Geriatra alerta sobre el impacto físico y emocional de cuidar a un adulto mayor

La sobrecarga prolongada que enfrentan quienes cuidan a un adulto mayor puede provocar ansiedad, estrés, depresión, insomnio, agotamiento y otras alteraciones físicas y emocionales.

Detrás de las consultas médicas, la administración de medicamentos y las necesidades cotidianas de un adulto mayor existe una figura cuyo bienestar también requiere atención: el cuidador.

La doctora Victoria M. Aybar Ramírez, geriatra e internista, advierte sobre la necesidad de prestar atención a la carga física y emocional que enfrentan las personas que dedican gran parte de su tiempo al cuidado de familiares envejecientes.

La especialista explica que en la cultura dominicana y latinoamericana acompañar a padres y abuelos durante la vejez suele asumirse como un deber moral y una expresión de amor, pero señala que ese compromiso no debe convertirse en un sacrificio que lleve al cuidador a descuidar su propia salud.

Quien asume el cuidado principal puede encargarse de administrar medicamentos, coordinar consultas médicas, atender la alimentación y la higiene, además de responder a las necesidades emocionales del adulto mayor.

En muchos casos, estas personas permanecen disponibles durante gran parte del día sin contar con formación sanitaria, remuneración o una red de apoyo suficiente.

Geriatra alerta sobre el impacto físico y emocional de cuidar a un adulto mayor

Señales de alerta

La acumulación de estas responsabilidades, afirma la especialista, puede generar el denominado síndrome del cuidador, una condición asociada a la sobrecarga prolongada que puede manifestarse mediante ansiedad, estrés, depresión, insomnio, agotamiento, irritabilidad y aislamiento social.

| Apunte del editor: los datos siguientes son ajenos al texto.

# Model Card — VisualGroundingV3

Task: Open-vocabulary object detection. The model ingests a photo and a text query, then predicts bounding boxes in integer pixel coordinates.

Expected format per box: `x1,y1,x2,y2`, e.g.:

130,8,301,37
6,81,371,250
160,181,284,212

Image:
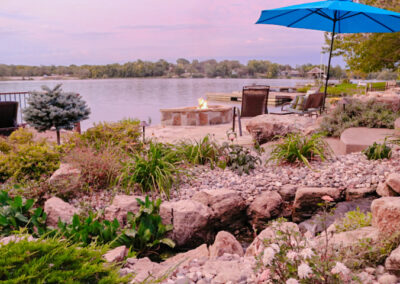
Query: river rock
192,189,246,230
292,187,342,222
49,163,81,190
246,114,314,144
371,197,400,235
160,200,213,248
104,195,143,224
44,197,79,228
247,191,282,228
209,231,244,258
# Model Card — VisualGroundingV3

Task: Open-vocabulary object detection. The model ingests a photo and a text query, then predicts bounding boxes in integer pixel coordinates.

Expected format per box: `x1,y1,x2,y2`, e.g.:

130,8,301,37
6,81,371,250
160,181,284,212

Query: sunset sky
0,0,338,65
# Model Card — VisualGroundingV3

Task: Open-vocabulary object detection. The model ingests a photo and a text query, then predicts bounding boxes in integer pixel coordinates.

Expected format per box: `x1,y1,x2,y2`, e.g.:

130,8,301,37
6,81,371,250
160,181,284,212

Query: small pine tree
23,84,90,145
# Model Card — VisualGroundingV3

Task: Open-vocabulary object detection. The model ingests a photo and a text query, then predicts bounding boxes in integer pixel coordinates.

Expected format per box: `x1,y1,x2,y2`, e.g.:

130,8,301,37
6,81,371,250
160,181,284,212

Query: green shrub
58,212,120,245
363,140,392,160
219,143,261,175
118,142,182,197
112,196,175,257
0,238,129,284
177,135,220,168
320,100,400,137
81,119,142,153
335,207,372,233
269,133,331,167
0,191,47,236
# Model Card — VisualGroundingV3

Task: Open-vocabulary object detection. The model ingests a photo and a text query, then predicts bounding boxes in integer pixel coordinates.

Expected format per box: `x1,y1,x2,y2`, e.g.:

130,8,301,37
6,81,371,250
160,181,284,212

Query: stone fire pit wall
160,105,233,126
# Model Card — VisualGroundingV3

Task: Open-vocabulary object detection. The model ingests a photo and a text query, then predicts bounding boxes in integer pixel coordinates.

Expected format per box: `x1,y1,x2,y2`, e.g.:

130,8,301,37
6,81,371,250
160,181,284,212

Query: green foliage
363,140,392,160
177,135,219,168
335,207,372,233
58,212,119,245
219,143,261,175
0,191,47,236
0,238,129,284
269,133,331,167
112,196,175,256
118,142,182,197
81,119,142,153
320,100,400,137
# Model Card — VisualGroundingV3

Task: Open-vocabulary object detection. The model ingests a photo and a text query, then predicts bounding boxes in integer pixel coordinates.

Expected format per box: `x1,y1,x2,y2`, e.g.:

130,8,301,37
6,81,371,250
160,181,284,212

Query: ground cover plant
0,237,129,283
269,133,331,167
320,100,400,137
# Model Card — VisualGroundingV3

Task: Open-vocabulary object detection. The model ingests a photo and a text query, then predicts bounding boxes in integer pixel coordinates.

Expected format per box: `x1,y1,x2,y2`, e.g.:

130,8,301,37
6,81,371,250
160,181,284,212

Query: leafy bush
64,147,122,190
81,119,142,153
363,140,392,160
269,133,331,167
0,191,47,236
112,196,175,257
321,100,400,137
118,142,182,197
219,143,261,175
335,207,372,233
0,238,129,283
177,135,219,168
58,212,120,245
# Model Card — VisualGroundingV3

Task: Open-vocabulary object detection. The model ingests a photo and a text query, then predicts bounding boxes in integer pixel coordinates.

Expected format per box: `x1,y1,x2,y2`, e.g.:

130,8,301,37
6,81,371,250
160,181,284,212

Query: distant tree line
0,58,392,79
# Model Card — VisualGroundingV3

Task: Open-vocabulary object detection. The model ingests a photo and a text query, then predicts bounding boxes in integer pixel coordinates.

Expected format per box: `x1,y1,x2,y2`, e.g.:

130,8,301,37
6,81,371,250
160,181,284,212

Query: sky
0,0,342,65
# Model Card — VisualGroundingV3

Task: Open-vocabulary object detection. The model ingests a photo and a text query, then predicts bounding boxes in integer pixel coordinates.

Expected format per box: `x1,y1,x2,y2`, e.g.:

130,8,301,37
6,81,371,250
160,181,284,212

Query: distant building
307,67,324,79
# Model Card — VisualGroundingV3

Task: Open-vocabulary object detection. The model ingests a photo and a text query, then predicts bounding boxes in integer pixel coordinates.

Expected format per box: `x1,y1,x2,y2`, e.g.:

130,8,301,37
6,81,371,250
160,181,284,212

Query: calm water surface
0,79,307,129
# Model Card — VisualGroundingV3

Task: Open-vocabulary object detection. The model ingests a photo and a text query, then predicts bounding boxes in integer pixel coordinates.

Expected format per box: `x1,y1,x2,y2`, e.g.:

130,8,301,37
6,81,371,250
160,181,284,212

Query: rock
192,189,246,230
386,173,400,194
292,187,342,222
378,273,397,284
126,257,164,283
278,184,297,201
247,191,282,228
44,197,78,228
103,246,128,262
346,187,376,201
49,164,81,190
104,195,143,225
385,247,400,273
245,222,300,257
371,197,400,235
209,231,244,258
160,200,212,247
246,114,314,144
376,182,398,197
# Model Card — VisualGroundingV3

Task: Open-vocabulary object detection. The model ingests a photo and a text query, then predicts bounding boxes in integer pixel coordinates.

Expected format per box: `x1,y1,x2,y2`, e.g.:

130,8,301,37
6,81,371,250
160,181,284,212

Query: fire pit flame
197,98,208,109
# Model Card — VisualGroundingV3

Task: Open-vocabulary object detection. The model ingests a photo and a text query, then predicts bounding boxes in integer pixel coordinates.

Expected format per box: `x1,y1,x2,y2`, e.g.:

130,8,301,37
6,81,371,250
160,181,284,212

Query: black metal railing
0,92,31,123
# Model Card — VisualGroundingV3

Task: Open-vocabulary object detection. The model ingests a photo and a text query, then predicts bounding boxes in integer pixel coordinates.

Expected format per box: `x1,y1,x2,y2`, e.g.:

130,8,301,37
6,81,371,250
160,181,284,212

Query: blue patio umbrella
256,0,400,108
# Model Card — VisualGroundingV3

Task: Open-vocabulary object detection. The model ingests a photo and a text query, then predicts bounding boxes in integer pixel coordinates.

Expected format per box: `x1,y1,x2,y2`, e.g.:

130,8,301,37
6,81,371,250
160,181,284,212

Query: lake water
0,78,308,130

Uno de los principales desafíos, según Aybar Ramírez, es que muchos cuidadores llegan a considerar normal sentirse permanentemente cansados o emocionalmente agotados.

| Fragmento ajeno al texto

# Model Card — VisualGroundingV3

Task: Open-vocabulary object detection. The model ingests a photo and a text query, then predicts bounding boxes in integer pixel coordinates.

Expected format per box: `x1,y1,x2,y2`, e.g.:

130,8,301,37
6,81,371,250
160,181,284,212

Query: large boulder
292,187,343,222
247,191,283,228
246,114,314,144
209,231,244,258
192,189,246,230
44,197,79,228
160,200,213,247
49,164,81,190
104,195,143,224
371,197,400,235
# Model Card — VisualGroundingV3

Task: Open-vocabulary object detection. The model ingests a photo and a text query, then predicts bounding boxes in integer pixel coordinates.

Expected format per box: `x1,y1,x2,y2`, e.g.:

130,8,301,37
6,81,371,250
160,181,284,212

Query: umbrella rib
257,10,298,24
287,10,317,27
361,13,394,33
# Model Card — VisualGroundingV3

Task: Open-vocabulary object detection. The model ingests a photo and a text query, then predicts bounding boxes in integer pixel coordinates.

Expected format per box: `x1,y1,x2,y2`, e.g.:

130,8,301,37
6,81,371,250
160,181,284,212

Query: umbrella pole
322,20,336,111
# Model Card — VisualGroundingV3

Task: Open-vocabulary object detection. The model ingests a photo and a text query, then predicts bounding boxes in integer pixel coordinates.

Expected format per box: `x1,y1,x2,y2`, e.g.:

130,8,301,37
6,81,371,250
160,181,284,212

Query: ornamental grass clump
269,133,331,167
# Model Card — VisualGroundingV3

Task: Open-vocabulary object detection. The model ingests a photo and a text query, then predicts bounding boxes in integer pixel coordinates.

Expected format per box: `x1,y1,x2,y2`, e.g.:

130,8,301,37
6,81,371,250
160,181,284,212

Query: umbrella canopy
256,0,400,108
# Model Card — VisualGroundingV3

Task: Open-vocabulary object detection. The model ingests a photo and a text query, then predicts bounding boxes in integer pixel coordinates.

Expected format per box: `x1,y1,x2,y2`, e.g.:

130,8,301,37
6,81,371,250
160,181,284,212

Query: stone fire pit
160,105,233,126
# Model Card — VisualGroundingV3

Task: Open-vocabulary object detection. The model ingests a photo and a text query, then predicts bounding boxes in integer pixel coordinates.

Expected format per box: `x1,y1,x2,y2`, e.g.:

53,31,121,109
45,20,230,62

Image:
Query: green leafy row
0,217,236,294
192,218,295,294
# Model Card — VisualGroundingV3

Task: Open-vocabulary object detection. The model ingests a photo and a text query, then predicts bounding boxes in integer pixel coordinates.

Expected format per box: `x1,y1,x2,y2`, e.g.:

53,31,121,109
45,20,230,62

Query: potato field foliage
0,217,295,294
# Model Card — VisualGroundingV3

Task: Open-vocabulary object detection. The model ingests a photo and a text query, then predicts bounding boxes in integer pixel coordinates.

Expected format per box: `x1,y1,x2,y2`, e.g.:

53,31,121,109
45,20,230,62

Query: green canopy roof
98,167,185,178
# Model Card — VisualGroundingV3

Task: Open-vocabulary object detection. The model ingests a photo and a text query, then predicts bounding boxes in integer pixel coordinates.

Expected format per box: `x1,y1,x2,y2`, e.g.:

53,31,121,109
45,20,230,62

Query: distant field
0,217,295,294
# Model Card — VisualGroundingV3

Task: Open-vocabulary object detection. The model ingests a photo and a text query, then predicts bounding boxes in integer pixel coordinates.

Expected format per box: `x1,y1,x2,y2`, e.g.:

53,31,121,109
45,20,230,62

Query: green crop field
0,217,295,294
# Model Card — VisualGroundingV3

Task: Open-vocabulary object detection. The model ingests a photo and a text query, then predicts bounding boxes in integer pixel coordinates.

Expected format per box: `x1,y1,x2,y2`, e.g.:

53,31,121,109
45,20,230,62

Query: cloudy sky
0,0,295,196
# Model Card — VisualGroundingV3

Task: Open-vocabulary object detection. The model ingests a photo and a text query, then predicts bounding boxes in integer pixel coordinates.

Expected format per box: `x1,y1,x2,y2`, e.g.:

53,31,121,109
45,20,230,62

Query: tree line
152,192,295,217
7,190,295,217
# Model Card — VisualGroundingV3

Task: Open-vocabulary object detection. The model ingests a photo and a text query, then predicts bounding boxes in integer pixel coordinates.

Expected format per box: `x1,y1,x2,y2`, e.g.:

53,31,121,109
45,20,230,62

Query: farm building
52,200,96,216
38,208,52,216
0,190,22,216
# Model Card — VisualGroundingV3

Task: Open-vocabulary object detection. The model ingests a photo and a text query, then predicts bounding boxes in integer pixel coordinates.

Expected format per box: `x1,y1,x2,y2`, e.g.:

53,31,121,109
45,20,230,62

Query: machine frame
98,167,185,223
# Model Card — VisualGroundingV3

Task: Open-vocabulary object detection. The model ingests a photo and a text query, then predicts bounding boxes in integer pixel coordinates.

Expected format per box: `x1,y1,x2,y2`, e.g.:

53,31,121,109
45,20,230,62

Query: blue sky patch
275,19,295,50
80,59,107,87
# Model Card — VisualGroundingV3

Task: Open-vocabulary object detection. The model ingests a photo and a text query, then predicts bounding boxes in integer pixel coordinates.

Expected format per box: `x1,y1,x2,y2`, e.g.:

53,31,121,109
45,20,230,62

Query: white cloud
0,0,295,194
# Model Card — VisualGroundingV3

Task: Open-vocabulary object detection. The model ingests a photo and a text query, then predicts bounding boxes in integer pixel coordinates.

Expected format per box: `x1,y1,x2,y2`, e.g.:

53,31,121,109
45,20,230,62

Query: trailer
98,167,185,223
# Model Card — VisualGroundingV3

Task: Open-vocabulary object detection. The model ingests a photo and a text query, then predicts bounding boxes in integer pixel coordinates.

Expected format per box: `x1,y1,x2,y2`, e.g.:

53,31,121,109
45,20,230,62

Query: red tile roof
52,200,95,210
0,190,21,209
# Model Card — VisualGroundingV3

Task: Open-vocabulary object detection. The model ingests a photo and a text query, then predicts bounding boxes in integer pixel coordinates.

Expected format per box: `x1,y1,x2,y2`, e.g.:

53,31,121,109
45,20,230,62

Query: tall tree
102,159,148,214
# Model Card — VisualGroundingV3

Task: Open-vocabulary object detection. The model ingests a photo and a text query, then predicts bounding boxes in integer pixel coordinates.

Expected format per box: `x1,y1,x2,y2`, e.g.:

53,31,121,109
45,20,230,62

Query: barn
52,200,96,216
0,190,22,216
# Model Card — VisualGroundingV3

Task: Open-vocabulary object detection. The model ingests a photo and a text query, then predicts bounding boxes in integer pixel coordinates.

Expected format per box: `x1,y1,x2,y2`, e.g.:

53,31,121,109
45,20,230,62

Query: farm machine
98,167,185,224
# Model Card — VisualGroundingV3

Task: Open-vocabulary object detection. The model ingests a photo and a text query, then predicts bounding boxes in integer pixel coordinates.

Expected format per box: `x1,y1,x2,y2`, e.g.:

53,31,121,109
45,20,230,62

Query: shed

Destaca que incluso pueden interpretar la búsqueda de ayuda como una señal de debilidad o sentir que pedir colaboración equivale a abandonar a la persona que está bajo su responsabilidad.

“Solicitar apoyo no significa abandonar a quien cuidamos”, sostiene la geriatra, quien destaca la importancia de crear redes familiares y sociales que permitan distribuir las responsabilidades.

Cuidarse para cuidar

Aybar Ramírez considera necesario dejar atrás la idea de que el amor hacia un familiar debe demostrarse mediante el sacrificio silencioso.

Cuidar a un adulto mayor también implica reconocer los propios límites, descansar, expresar las emociones y buscar acompañamiento cuando las responsabilidades comienzan a superar las capacidades personales.

“El síndrome del cuidador no aparece por falta de amor. Aparece, precisamente, cuando el amor carga con más responsabilidades de las que una persona puede soportar sin apoyo”, reflexiona la especialista.

Por ello, invita a las familias a incorporar una pregunta que muchas veces queda fuera de las conversaciones relacionadas con el envejecimiento: ¿quién está cuidando al cuidador?

La especialista sostiene que garantizar una atención adecuada al adulto mayor también requiere proteger el bienestar físico y emocional de la persona que permanece a su lado y asume buena parte de sus cuidados.